Right? I was baffled too. However, I’ve made a simple page to demonstrate the issue here:
https://jonheard.net/demoHttpsIssue

note: this page writes it’s information to the console
note: I’ve disconnected cloudflare, so now I’m back to the original POST-with-no-payload bug

Interestingly, reviewing chrome’s dev tools in the network tab, I noticed that without including the filename in the url, the request gets an HTTP error of 301, which is described in wikipedia:

HTTP 301 is the HTTP response status code for 301 Moved Permanently. It is used for permanent redirecting, meaning that links or records returning this response should be updated.

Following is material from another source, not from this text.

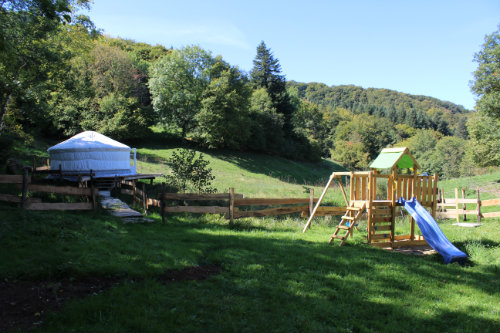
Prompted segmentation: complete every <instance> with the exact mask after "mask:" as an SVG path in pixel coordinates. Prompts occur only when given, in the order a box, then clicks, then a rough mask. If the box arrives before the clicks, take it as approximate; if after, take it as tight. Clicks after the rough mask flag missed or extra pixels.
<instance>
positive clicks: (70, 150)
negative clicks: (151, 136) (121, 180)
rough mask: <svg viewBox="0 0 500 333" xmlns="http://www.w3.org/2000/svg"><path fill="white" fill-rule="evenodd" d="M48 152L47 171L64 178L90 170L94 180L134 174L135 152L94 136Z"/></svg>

It looks like requests without filenames are getting automatically re-directed, presumably by an infinityfree system, and this rewrites the POST request as a GET request, thus removing the POST data.

1 Like

Thank you! This is really helpful!

And I think I see the issue.

If you look at the network tab when clicking the “send without filename” button, you’ll see the first request goes to https://jonheard.net/demoHttpsIssue?act=send, which then redirects to https://jonheard.net/demoHttpsIssue/?act=send. What’s the difference? The redirect adds a trailing slash.

That’s normal when you make a request to a directory. A directory is typically identified with a trailing slash, so the server will add it if it doesn’t exist.

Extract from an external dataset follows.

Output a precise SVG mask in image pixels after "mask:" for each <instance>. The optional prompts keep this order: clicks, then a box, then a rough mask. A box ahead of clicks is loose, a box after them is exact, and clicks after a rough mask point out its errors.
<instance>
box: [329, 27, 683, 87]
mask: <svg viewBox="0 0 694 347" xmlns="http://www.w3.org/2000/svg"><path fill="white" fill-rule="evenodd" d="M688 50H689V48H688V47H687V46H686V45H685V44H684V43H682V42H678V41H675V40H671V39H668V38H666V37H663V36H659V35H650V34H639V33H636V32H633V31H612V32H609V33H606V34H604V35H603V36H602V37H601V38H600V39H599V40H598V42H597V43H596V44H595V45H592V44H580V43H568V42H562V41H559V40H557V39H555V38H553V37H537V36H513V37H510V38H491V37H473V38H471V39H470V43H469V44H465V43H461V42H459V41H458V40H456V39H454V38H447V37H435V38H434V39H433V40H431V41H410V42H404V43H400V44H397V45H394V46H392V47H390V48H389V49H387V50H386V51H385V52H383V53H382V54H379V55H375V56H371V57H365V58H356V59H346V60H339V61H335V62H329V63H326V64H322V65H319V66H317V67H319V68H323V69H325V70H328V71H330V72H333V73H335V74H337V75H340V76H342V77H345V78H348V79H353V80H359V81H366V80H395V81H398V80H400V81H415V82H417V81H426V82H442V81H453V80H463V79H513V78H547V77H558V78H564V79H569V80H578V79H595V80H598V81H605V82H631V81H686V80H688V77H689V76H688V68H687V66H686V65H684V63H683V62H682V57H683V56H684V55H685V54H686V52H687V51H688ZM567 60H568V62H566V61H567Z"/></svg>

If I run the function post("https://jonheard.net/demoHttpsIssue/?act=send") from the console (the same function as being called on the page, but with the trailing slash already added), the POST request just works without any additional redirect.

Just to make sure that this wasn’t a free hosting quirk, I also tested this on a premium account, but I saw the same behavior there.

So to summarize, you don’t need the full file name, but you will need the trailing slash on the directory name.

I suppose it’s possible to change this behavior with .htaccess rules if you really want to.